The company recorded a net profit of $1.2 million, representing a rise of $2.5 million compared to the corresponding period last year.
The result is largely thanks to the sale of its TUSC Computer Systems division, which contributed $1.4 million in net profit.
The telecoms and utility subsidiary was sold to Ericsson in November for $9.5 million.
This sum was $2.8 million higher than that paid by Allied 12 months ago.
Even without the sale, Allied's profit column improved considerably, rising from a $1.5 million loss in the six months to December 2004, to a $270,000 loss for the first half of this year.
Chairman and managing director, Michael Addison, said the lift was the result of its rationalisation program and reduction of fixed overheads. This included cuts to its senior management layer, he said.
However, revenues between corresponding periods decreased by 7.9 per cent, or from $12.4 million to $11.4 million. In an ASX statement, the company said the higher 2004 figure was due to two large infrastructure contracts which had not been replicated this year.
The next step was to confirm a new buyer for Allied, Addison said.

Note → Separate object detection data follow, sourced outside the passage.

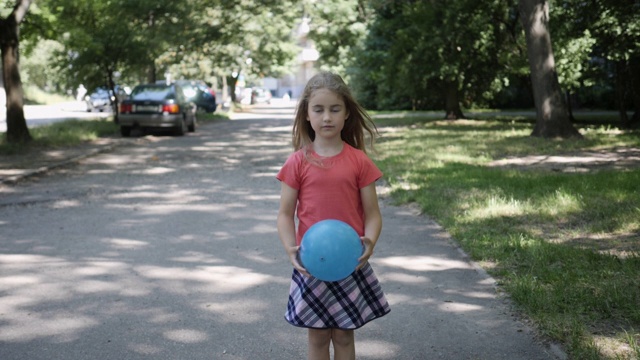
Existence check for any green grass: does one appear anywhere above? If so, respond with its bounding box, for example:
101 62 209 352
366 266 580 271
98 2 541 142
374 117 640 359
0 113 228 155
0 119 119 155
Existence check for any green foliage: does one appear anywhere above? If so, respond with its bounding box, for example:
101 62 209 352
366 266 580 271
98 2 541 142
20 0 301 93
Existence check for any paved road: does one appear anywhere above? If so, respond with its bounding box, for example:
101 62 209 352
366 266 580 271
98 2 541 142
0 105 562 360
0 101 113 132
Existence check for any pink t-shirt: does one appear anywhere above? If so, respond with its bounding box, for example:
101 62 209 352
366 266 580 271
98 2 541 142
276 143 382 245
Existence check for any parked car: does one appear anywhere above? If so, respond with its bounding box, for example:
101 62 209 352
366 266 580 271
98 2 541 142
118 83 197 136
84 88 113 112
170 80 217 113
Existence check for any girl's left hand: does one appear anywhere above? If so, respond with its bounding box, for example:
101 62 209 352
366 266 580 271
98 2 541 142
356 236 373 270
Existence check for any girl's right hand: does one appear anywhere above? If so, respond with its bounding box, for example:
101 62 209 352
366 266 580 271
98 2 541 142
287 246 311 277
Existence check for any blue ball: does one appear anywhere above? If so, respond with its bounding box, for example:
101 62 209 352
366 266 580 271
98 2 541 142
300 220 364 281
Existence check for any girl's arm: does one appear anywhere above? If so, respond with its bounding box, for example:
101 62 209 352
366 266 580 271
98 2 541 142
357 182 382 269
278 182 309 276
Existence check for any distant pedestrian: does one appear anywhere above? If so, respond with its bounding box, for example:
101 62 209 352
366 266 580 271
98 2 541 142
276 72 390 360
76 84 87 101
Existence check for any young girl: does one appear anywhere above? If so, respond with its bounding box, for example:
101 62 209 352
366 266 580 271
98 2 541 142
276 72 390 360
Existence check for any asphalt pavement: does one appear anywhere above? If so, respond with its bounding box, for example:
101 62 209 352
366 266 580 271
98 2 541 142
0 102 566 360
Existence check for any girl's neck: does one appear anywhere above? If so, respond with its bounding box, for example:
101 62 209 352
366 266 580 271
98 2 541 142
313 138 344 157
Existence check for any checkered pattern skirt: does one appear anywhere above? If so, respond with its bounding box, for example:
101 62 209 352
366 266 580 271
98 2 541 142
284 263 391 330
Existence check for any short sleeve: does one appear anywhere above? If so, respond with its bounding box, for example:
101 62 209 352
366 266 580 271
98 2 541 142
276 151 302 190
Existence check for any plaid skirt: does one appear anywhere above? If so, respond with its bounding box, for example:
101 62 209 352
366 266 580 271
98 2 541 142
284 263 391 330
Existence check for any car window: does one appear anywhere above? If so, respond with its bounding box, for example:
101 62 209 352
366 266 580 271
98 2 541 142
182 85 198 100
131 86 175 101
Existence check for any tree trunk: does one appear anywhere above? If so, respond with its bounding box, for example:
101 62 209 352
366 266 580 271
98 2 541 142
628 56 640 129
0 0 31 143
519 0 582 138
444 81 464 120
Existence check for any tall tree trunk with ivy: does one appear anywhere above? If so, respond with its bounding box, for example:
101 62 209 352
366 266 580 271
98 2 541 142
0 0 31 143
519 0 582 138
626 56 640 129
444 81 464 120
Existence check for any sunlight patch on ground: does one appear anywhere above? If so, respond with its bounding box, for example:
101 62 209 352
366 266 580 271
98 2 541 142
377 256 470 271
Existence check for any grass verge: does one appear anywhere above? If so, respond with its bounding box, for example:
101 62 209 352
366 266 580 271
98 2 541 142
0 113 228 155
374 115 640 359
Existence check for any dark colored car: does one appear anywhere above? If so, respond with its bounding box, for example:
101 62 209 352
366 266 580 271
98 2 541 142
251 87 272 104
118 83 196 136
175 80 217 113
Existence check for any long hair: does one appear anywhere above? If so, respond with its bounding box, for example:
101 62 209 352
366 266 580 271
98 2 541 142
293 71 378 152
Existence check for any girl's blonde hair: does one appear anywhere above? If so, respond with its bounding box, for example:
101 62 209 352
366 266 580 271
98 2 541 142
293 71 378 152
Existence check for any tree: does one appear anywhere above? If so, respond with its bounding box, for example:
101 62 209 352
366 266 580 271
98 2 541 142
0 0 31 143
354 0 514 119
518 0 582 138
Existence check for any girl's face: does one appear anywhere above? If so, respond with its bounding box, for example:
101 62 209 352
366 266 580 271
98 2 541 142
307 89 349 140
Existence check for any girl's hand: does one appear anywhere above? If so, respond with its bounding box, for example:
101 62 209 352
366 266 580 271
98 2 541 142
356 236 373 270
287 246 311 277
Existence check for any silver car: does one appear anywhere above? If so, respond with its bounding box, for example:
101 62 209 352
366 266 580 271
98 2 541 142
118 84 196 137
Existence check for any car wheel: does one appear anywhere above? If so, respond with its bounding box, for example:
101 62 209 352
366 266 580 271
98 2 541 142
120 126 131 137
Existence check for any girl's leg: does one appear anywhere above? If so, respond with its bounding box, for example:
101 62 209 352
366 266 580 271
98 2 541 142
309 329 331 360
331 329 356 360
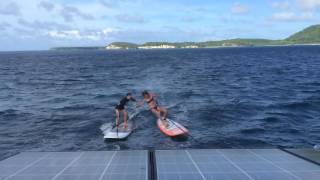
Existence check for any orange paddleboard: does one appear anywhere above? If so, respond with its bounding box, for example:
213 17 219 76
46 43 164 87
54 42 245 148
157 119 188 137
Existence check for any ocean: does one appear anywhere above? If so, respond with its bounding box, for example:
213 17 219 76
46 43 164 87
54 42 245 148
0 46 320 159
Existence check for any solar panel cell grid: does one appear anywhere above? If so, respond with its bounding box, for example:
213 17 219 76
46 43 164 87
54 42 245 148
156 149 320 180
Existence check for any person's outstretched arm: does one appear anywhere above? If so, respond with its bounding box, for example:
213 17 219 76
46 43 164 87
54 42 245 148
136 100 144 107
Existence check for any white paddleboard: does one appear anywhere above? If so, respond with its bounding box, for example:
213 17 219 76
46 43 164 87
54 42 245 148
103 121 133 139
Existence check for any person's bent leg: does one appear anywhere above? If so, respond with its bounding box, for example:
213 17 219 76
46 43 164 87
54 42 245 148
115 109 120 126
159 107 168 120
158 107 169 127
123 109 128 130
151 109 161 119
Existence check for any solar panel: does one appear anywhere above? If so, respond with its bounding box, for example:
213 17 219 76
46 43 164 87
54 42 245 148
156 149 320 180
0 149 320 180
0 151 148 180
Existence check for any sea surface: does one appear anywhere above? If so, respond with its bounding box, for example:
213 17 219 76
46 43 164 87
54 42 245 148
0 46 320 159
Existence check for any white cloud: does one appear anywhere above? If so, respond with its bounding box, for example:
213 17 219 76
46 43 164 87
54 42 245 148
298 0 320 10
0 2 21 16
231 3 249 14
60 6 94 22
271 1 292 9
115 14 146 23
38 1 55 11
46 28 119 41
272 12 313 21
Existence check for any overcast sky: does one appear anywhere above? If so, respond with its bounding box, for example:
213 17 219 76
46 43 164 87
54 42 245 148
0 0 320 51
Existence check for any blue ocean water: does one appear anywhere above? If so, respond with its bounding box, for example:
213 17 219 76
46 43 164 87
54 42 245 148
0 46 320 159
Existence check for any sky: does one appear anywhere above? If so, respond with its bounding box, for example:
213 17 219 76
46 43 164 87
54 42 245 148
0 0 320 51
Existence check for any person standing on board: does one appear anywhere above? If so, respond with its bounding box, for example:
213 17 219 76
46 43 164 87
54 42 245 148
137 91 168 127
115 93 136 130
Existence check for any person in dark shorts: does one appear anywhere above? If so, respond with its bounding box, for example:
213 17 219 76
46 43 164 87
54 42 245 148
137 91 168 126
115 93 136 129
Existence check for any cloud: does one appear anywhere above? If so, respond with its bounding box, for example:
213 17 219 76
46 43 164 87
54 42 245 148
271 12 313 22
231 3 249 14
17 18 70 30
271 1 292 9
0 22 11 31
115 14 146 23
181 16 199 23
46 28 119 41
60 6 94 22
0 2 21 16
298 0 320 10
99 0 131 8
38 1 55 11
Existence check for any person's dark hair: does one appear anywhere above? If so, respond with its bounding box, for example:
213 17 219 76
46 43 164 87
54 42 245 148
142 91 149 96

The company struck a reverse takeover deal with building services company, ARA Group, in January, but terminated the agreement this month.
At the time, he claimed it was mutual decision to cancel the deal.
The company is now investigating several alternative offers. Addison hoped to confirm a sale within the next six months.
"ARA wasn't the only game in town," he said. "We have identified other opportunities and are going down one of these roads."